# Ramone from a JL '59 Impala



## Dr_Synth (Sep 11, 2006)

My personal favorite from CARS is Ramone. Started as a JL '59 Impala. Had to cut down the posts, cut the glass for gearplate clearance, then narrow the fronts & rears to tuck them into the wheel wells:



















Then some acrylic sculpting at the front, deep purple metalflake. I tried decals for the flames, no go... appreciate suggestions for how to do the flame job.



















But wait, there's more -- how low can you go ? Lowered the rear 2+ millimeters by cutting new rear axle mount, trimming the pinion shaft, and hollowing out the gearplate to clear the crown gear:



















Had to go back to narrow rear wheels & tires to clear the inside of the fender crease. But now we're nearly dragging the tail !










It actually handles pretty well.. Now if I could get it to spray some sparks !

Manny


----------



## Gear Head (Mar 22, 2005)

Manny,

That is awesome...great job. I've been meaning to lower my 59's for ages now and haven't had a chance. Gotta throw a set of twice pipes on the side and fuzzy dice from the mirror homes. :thumbsup:


----------



## ParkRNDL (Mar 20, 2002)

oh that is COOOOOOL! Didn't JL do a '59 in just about that color? Only problem is it has a blower sticking through the hood...

--rick


----------



## Dr_Synth (Sep 11, 2006)

Yeah, Rick, they did Hot Wheels style with the open hood & big chome blower motor.

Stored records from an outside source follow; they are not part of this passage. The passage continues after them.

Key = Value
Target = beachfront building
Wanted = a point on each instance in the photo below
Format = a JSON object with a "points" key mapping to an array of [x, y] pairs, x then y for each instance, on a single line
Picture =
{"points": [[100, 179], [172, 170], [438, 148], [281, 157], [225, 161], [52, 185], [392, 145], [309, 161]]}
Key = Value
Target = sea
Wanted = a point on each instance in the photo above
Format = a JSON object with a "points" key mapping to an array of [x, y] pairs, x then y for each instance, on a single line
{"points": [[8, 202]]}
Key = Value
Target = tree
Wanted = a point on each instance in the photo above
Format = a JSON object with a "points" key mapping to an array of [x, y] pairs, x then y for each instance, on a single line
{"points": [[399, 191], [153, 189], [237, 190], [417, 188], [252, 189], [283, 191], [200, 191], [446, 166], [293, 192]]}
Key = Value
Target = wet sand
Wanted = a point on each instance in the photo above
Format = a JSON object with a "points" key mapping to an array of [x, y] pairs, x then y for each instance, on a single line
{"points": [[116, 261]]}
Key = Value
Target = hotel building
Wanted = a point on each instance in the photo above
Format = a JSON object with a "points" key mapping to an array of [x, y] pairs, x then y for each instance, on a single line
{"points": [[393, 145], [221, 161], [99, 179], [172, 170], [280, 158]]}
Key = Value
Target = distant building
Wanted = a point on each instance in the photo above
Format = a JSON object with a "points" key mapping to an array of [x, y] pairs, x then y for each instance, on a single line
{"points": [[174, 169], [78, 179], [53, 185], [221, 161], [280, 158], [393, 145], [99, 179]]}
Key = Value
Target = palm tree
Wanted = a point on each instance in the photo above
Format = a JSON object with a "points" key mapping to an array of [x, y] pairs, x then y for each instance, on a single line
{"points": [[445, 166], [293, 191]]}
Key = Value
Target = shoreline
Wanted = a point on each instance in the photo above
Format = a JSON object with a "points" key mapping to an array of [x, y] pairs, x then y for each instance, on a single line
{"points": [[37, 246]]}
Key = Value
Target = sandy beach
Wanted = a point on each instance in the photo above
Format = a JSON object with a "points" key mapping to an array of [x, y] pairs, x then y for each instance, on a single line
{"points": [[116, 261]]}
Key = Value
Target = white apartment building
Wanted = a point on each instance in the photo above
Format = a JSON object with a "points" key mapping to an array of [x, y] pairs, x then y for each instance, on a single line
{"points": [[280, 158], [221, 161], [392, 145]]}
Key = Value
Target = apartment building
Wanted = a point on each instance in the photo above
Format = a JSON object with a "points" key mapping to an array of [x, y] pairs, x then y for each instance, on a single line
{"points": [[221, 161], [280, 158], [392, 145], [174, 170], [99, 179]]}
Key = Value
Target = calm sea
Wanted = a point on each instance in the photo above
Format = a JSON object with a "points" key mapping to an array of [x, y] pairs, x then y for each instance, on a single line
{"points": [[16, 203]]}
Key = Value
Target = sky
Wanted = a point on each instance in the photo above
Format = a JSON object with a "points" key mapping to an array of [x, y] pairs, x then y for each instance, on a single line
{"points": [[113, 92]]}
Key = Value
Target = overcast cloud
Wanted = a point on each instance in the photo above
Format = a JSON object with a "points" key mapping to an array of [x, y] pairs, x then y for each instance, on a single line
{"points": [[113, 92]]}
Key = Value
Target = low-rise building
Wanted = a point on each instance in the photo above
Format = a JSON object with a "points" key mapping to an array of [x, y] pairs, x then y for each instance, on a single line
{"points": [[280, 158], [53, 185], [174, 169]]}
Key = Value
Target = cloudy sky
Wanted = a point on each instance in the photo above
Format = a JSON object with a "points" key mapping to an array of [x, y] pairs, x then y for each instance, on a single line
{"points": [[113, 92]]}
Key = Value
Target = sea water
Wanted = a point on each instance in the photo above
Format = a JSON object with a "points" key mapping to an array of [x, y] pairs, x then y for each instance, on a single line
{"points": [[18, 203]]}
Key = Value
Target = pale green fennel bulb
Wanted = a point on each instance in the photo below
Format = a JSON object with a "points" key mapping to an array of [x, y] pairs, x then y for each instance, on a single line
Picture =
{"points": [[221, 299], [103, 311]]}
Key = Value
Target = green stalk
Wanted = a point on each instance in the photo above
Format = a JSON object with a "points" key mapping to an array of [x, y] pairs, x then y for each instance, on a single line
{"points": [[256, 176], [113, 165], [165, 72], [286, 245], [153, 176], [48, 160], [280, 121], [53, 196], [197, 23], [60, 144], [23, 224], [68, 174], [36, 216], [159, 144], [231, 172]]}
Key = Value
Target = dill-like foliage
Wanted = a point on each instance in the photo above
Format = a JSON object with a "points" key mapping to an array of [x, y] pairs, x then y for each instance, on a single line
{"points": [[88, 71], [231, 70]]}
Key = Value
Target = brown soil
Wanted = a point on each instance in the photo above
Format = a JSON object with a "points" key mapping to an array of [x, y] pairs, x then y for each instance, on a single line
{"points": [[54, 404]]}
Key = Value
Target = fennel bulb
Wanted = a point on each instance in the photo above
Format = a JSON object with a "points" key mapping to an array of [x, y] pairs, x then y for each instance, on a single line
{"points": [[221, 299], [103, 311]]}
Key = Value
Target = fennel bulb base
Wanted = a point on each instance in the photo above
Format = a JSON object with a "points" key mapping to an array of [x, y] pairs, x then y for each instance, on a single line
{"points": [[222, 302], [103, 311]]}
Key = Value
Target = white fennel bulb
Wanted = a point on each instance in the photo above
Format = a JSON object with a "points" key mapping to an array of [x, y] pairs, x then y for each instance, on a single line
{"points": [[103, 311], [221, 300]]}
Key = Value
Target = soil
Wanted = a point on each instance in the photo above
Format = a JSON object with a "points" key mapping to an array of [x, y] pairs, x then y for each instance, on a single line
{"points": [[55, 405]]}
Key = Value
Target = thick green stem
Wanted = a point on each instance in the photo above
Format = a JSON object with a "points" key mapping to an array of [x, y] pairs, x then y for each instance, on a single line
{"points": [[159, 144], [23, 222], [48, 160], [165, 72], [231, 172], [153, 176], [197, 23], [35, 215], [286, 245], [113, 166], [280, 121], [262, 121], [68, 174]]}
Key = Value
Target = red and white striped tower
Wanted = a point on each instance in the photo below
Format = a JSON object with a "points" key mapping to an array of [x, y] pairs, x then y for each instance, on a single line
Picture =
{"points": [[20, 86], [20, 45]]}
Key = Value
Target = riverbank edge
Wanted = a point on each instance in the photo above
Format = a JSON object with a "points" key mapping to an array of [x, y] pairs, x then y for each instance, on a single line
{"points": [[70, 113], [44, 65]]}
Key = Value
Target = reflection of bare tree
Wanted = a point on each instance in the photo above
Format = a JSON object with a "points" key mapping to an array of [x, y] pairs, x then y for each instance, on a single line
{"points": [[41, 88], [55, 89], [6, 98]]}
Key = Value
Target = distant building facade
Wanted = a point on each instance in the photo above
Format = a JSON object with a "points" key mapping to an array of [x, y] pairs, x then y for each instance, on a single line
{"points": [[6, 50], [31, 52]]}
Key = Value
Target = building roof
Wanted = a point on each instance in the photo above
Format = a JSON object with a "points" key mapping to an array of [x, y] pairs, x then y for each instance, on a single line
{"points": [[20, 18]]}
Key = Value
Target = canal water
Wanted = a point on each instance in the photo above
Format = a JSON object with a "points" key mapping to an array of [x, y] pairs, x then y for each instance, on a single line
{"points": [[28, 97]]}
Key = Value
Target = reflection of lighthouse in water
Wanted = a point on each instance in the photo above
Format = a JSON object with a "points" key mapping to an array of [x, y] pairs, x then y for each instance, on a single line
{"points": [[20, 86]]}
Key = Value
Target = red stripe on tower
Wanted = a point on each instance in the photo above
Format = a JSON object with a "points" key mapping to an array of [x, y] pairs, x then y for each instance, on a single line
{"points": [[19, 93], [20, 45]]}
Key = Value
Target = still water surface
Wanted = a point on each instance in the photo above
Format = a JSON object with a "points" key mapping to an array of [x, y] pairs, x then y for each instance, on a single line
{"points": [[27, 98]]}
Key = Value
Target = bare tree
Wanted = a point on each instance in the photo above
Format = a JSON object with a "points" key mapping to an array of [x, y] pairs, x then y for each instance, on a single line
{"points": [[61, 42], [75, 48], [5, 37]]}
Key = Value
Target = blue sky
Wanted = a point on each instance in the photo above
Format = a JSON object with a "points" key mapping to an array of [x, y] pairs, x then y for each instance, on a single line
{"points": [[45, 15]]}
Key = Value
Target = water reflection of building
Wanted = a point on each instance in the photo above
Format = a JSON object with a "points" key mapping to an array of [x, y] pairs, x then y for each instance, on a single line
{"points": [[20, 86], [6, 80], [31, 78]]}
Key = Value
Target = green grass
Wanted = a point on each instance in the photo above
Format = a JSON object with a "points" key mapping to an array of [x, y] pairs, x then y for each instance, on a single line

Two things left to do -- gotta figure out how to do the flame job. Ink jet decals don't cut it, and I know I can't paint them myself. Also, I'm waiting for RRR to finish their new wire wheels to really set it off.

Manny


----------



## scratch (May 16, 2005)

*Unreal . . .*

Dr Synth,

Have played with HO in the past. Have done a little work on them.

But, nothing like what you've done with that 59. Body work and then messing with that tiny [to me] chassis too boot, unreal. 

I went to 1/32 because of size, easier for me to fool with 1/32.

Very nicely done, can't believe what some guys can do with HO. I'm impressed with what you did . . .

Jas
Edited, spel check . . .


----------



## roadrner (Jul 21, 1999)

Looking good! :thumbsup: :thumbsup: rr


----------



## videojimmy (Jan 12, 2006)

very nice. There's a perosn on eBay who sells GREAT high quality waterslide flamelicks 

check out RADICAL DECALS.. this guys's flamelicks are great

I';ve used these before and they were great. I just bought some more today


----------



## Dr_Synth (Sep 11, 2006)

vj,

Thanks for the info -- I've seen their stuff, and it's very nice. Unfortunately, I need very long, but narrow, 3 color 'licks. I'm still playing around w/ ink jet stuff.

BTW, I've seem some of your stuff on this board, verrry nice...


----------